# Last 3 problems on Rotational Dynamics

1. Nov 8, 2007

### chavic

[SOLVED] Last 3 problems on Rotational Dynamics

OK, I've done problems 1-3, but I'm having a real hard time with 4-6. Any help you guys could give me would be greatly appreciated!

4. The problem statement, all variables and given/known data
A block of mass m1 = 2.45 kg and a block of mass m2 = 5.55 kg are connected by a massless string over a pulley in the shape of a solid disk having radius R = 0.250 m and mass M = 10.0 kg. These blocks are allowed to move on a fixed block-wedge of angle θ = 30.0°. The coefficient of kinetic friction is 0.360 for both blocks. Draw free-body diagrams of both blocks and of the pulley.

(a) Determine the acceleration of the two blocks.
(b) Determine the tensions in the string on both sides of the pulley.
Left:
Right:

4. Relevant equations
$$\sum$$$$\tau$$=RFsin$$\theta$$

net $$\tau$$=I$$\alpha$$

I=.5MR$$^{2}$$

$$\alpha$$= a/R

4. The attempt at a solution

I drew a Free Body Diagram and used the given information to find that:

• m$$_{1}$$=2.45 kg
m$$_{2}$$=5.55 kg
$$\mu$$=.36
R=.25 m
M=10 kg
$$\theta$$=30
n$$_{1}$$=24.01 N
n$$_{2}$$=47.1031
Force of Friction on M1=8.6436 N
Force of Friction on M2=16.9571 N
M1gsin$$\theta$$=27.195

• So some of forces acting on pulley is 1.5943 N to the right

• So $$\sum$$$$\tau$$=RFsin$$\theta$$

=.398575

• Plug this into net $$\tau$$=I$$\alpha$$
(I=.5MR$$^{2}$$)
(I=.3125)

.398575=.3125$$\alpha$$
1.27544=$$\alpha$$

• Plug this into $$\alpha$$= a/R
1.27544=a/.25
.31886=a

This is wrong and I tried several different times, went over my work and I can't find what I did wrong.

----------------------------------------------------------------------------------------​

5. The problem statement, all variables and given/known data
Two blocks, as shown below, are connected by a string of negligible mass passing over a pulley of radius 0.320 m and moment of inertia I. The block on the frictionless incline is moving up with a constant acceleration of 1.20 m/s2.

(a) Determine the tensions in the two parts of the string.
T1:
T2:
(b) Find the moment of inertia of the pulley.

5. Relevant equations
?

5. The attempt at a solution

----------------------------------------------------------------------------------------​

6. The problem statement, all variables and given/known data
The reel shown below has radius R and moment of inertia I. One end of the block of mass m is connected to a spring of force constant k, and the other end is fastened to a cord wrapped around the reel. The reel axle and the incline are frictionless. The reel is wound counterclockwise so that the spring stretches a distance d from its unstretched position and is then released from rest.

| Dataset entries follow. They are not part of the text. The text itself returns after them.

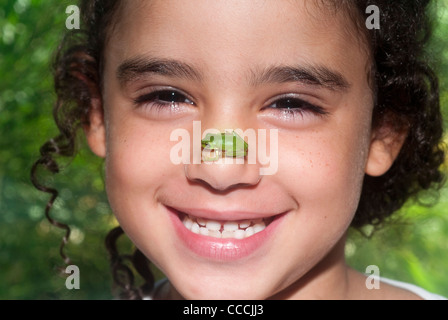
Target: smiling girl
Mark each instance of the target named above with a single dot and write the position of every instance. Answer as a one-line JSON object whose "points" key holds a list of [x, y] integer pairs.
{"points": [[356, 111]]}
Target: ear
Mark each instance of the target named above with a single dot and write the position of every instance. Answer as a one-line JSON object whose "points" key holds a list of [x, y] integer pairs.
{"points": [[385, 145], [95, 129]]}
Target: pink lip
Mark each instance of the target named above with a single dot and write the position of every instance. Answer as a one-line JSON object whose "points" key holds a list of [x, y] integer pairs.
{"points": [[222, 249]]}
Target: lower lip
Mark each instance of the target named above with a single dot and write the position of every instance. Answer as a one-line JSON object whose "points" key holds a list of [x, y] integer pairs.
{"points": [[222, 249]]}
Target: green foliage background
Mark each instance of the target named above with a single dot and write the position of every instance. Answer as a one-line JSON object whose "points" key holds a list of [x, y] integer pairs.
{"points": [[413, 248]]}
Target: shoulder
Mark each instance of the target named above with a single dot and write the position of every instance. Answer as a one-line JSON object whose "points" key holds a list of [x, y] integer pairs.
{"points": [[372, 287], [416, 290]]}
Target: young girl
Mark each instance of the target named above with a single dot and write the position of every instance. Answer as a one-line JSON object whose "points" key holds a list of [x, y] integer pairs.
{"points": [[358, 131]]}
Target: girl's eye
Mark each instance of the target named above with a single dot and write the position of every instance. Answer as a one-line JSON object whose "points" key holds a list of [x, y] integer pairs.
{"points": [[292, 106], [163, 99]]}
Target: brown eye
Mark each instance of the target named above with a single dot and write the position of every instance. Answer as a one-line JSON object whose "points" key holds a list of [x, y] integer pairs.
{"points": [[296, 105], [164, 97]]}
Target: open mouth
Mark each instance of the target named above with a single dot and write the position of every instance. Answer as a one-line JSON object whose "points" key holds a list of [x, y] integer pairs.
{"points": [[239, 229], [230, 236]]}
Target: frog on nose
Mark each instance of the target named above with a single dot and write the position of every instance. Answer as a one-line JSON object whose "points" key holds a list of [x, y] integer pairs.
{"points": [[228, 144]]}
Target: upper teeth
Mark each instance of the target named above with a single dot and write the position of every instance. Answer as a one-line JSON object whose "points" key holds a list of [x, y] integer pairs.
{"points": [[230, 229]]}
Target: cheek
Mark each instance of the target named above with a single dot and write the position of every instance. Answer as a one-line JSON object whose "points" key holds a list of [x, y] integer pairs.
{"points": [[325, 171]]}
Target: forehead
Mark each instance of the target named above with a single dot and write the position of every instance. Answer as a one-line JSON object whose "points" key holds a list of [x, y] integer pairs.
{"points": [[234, 35]]}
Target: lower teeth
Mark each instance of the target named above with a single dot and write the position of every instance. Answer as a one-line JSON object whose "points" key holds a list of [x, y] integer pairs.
{"points": [[232, 230]]}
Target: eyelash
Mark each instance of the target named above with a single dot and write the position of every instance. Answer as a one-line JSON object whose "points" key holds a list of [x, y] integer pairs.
{"points": [[299, 106], [154, 100], [296, 106]]}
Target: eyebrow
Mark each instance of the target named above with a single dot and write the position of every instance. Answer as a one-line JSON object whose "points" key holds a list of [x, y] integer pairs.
{"points": [[313, 75], [135, 68]]}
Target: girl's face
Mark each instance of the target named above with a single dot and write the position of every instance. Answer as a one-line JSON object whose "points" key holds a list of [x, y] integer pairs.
{"points": [[294, 66]]}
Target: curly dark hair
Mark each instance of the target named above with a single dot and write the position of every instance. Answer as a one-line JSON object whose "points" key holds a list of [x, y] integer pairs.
{"points": [[406, 100]]}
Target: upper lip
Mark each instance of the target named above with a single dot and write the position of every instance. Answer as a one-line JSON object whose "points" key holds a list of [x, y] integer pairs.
{"points": [[224, 215]]}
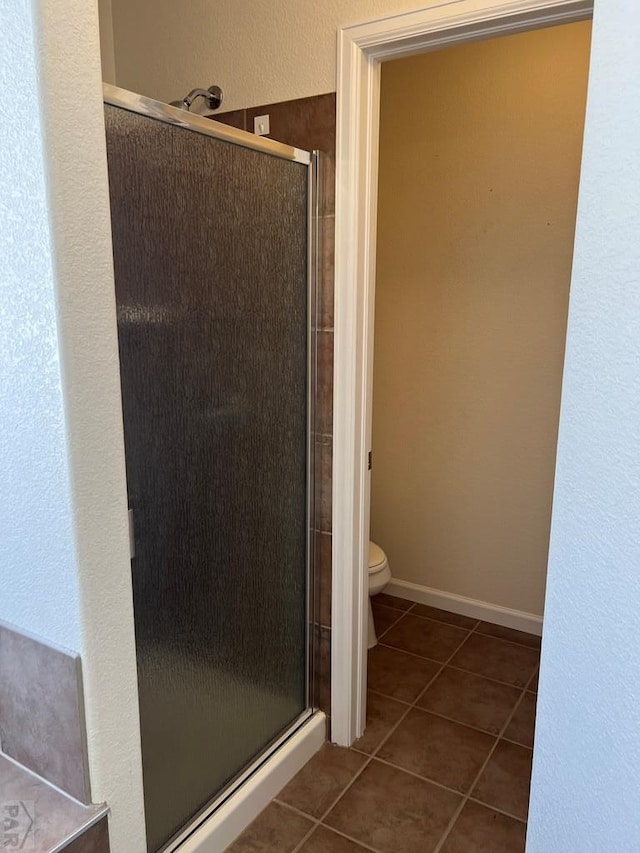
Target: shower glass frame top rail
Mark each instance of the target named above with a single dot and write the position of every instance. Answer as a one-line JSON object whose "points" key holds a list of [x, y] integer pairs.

a) Find the angular speed of the reel when the spring is again unstretched. (Answer using theta for θ, g for the acceleration due to gravity, and R, I, m, k, and d, as necessary.)

(b) Evaluate the angular speed numerically at this point if I = 1.20 kg·m2, R = 0.300 m, k = 50.0 N/m, m = 0.500 kg, d = 0.200 m, and θ = 37.0°.

6. Relevant equations

?

6. The attempt at a solution

2. Nov 8, 2007

### hage567

I noted a couple of things:

You seem to have the right idea, but since you haven't really shown the equations you used to sum up the forces it isn't easy to see where you went wrong.

You should have 5 equations relating all of the variables. Can you show them? For example, for M1:

$$N_1 - m_1g = 0$$

$$T_1 - f_f = m_1a$$

Do the same thing for M2, leaving everything in terms of the variables for now.

The next thing to do is sum up the torques on the pulley, which you do according to your equations $$\Sigma \tau = RFsin\theta = I \alpha$$ (remember that the forces are acting tangentially on the pulley).

Once you've done this, you'll be able to find for a by solving the system of equations.

3. Nov 8, 2007

### hage567

For #5, You take the same approach as #4. This one is probably a bit easier than #4, since there is no friction involved. So sum up the forces using Newton's second law for each mass. You can then find the tensions because you have been given the acceleration of the system. To find I, sum up the torques and use the information from part (a).

For #6, you can do the same approach again.

Just be sure to draw careful diagrams, and label everything. This will help keep track of things.